I knew he was ill, very ill. He had, in a rare moment of confidence, confided in me when I had stopped to ask if he was "all right".  No, he wasn't. He told me this and then asked me to keep the matter to myself. He had not told me he was dying although I did wonder. I just knew he was a very sick man. I liked him. He had been very good to me and it shocked me for more than one reason.

Now the staff meeting was left shocked and bewildered by the news. All those highly intelligent academic people had not really noticed how ill one of their own was. And then one of the senior staff asked a question of one of the professors, "How can you sit there and go on smoking when you have just told us about J....?"

His response was, "You never think it is going to happen to you."

That has to be it. We never want to believe that anything like that is going to happen to us. We see all the bad news. We hear all the bad news. We talk about all the bad news. But, bad news happens to other people. It doesn't happen to us.

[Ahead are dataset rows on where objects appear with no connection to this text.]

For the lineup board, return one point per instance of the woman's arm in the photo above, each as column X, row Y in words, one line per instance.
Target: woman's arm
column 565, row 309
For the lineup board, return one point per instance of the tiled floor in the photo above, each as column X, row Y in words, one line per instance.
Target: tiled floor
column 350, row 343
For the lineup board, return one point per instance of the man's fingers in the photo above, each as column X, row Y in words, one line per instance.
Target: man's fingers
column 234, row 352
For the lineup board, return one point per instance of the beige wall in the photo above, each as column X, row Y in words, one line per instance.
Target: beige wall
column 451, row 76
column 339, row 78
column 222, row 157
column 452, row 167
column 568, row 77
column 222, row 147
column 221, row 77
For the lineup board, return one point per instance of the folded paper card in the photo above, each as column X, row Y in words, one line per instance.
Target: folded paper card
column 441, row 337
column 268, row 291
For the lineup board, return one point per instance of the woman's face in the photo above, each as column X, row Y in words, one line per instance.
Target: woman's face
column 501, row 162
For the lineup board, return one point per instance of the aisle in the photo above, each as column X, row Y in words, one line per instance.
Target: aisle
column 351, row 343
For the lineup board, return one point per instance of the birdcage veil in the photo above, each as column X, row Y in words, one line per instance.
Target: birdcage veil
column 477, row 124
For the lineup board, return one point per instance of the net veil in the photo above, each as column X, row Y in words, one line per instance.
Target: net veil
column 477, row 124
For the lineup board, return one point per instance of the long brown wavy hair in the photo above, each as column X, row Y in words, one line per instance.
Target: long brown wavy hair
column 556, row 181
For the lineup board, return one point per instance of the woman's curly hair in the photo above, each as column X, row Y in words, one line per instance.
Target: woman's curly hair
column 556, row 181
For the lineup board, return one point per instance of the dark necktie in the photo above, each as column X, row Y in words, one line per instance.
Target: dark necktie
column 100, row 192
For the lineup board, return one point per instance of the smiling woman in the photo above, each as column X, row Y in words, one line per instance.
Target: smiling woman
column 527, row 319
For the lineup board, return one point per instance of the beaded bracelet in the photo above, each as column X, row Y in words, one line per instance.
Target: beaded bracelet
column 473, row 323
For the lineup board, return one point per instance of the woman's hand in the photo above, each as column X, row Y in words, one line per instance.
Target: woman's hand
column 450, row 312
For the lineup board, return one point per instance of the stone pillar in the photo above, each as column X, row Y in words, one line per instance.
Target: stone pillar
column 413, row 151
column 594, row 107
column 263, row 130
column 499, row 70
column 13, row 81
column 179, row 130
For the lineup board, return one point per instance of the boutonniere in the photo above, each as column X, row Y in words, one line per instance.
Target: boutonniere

Our families are not the families who are supposed to have children die young or young children left without a parent. They are not supposed get ill or lose their jobs or get into trouble with the law or any of the thousand and one things that happen to other people.

All I can think of those idiots yesterday is that they are thinking like this. They don't believe anything is going to happen to them. I hope it doesn't - apart from a hefty fine for their stupid, selfish behaviour.